0:00
/
0:00

IBM Patented Euler's 200 year old Math Technique

IBM Slapped the Buzzwords 'AI Interpretability' on Generalized Continued Fractions and their Series Transformations and was awarded a Patent
Quick Intro
LeetArxiv is a successor to Papers With Code after the latter shutdown.

Stop reading papers. Start coding them. Engineers who use LeetArxiv for their professional growth can use this template email to ask their employers to expense a subscription.

Quick Summary
IBM owns the patent to the use of derivatives to find the convergents of a generalized continued fraction.
Here’s the bizarre thing: all they did was implement a number theory technique by Gauss, Euler and Ramanujan in PyTorch and call backward() on the computation graph.
Now IBM’s patent trolls can charge rent on a math technique that’s existed for over 200 years.

As always, code is available on Google Colab and GitHub.

1.0 Paper Introduction

The 2021 paper CoFrNets: Interpretable Neural Architecture Inspired by Continued Fractions (Puri et al., 2021)1 investigates the use of continued fractions in neural network design.

The paper takes 13 pages to assert: continued fractions (just like mlps) are universal approximators.

The authors reinvent the wheel countless times:

  1. They rebrand continued fractions to ‘ladders’.

  2. They label basic division ‘The 1/z nonlinearity’.

  3. Ultimately, they take the well-defined concept of Generalized Continued Fractions and call them CoFrNets.

Authors rename generalized continued fractions. Taken from page 2 of (Puri et al., 2021)

Honestly, the paper is full of pretentious nonsense like this:

The authors crack jokes while collecting rent on 200 years of math knowledge. Taken from page 2

1.1 Quick Intro to Continued Fraction Expansions

Simple continued fractions are mathematical expressions of the form:

Continued fraction. Taken from John D. Cook

where pn / qn is the nth convergent (Cook, 2022)2.

Continued fractions have been used by mathematicians to:

  1. Approximate Pi (MJD, 2014)3.

    Approximations of Pi taken from WolframAlpha
  2. Design gear systems (Brocot, 1861)4

    • Achille Brocot, a clockmaker, 1861 used continued fractions to design gears for his watches

  3. Even Ramanujan’s math tricks utilised continued fractions (Barrow, 2000)5

Continued fractions are well-studied and previous LeetArxiv guides include (Lehmer, 1931)6 : The Continued Fraction Factorization Method and Stern-Brocot Fractions as a floating-point alternative.

If your background is in AI, a continued fraction looks exactly like a linear layer but the bias term is replaced with another linear layer.

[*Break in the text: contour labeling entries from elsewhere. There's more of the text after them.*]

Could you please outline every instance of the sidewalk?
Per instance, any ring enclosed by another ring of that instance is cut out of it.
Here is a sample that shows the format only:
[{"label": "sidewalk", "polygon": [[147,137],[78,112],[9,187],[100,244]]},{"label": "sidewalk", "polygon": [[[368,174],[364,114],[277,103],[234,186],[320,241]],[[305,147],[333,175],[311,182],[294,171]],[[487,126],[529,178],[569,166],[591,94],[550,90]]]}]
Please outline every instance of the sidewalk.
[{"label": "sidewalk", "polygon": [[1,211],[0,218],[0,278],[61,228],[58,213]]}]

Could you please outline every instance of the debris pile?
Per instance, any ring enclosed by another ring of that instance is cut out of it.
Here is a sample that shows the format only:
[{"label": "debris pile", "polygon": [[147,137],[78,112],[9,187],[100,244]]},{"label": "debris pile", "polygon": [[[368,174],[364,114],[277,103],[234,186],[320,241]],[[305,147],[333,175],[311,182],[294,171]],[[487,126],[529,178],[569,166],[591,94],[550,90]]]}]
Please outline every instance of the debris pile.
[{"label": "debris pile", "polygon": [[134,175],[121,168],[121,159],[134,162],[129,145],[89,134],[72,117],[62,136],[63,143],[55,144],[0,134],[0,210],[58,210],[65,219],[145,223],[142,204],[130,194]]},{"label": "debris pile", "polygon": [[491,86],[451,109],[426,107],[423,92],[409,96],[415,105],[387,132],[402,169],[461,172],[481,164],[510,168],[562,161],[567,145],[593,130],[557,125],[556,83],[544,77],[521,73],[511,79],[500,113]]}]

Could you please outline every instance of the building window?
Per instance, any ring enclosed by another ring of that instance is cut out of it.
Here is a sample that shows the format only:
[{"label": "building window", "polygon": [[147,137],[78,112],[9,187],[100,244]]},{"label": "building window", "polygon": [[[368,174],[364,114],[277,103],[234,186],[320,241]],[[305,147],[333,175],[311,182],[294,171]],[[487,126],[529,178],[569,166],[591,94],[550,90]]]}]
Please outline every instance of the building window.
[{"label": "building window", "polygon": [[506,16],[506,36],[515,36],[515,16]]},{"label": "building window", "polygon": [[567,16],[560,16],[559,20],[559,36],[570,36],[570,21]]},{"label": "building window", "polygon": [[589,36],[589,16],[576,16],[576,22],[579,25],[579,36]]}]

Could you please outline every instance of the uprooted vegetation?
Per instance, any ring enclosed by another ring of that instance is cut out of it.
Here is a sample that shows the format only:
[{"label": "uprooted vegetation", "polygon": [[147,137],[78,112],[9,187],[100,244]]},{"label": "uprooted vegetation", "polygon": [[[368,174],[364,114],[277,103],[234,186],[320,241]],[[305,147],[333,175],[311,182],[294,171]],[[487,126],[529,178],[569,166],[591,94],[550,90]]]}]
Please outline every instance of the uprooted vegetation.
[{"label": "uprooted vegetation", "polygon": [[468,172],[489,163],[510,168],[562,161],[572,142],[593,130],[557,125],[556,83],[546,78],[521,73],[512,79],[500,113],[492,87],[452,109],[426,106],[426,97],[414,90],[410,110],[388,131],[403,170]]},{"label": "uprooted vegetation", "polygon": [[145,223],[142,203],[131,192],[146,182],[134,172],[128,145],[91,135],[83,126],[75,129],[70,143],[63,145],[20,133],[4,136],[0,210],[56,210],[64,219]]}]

(Jones, 1980)7 defines generalized continued fractions as expressions of the form :

written more economically as :

where a and b can be integers or polynomials.

2.0 Model Architecture

The authors replace the term continued fraction with ‘ladder’ to hide the fact they are reinventing the wheel

The authors simply implement a continued fraction library in Pytorch and call the backward() function on the resulting computation graph.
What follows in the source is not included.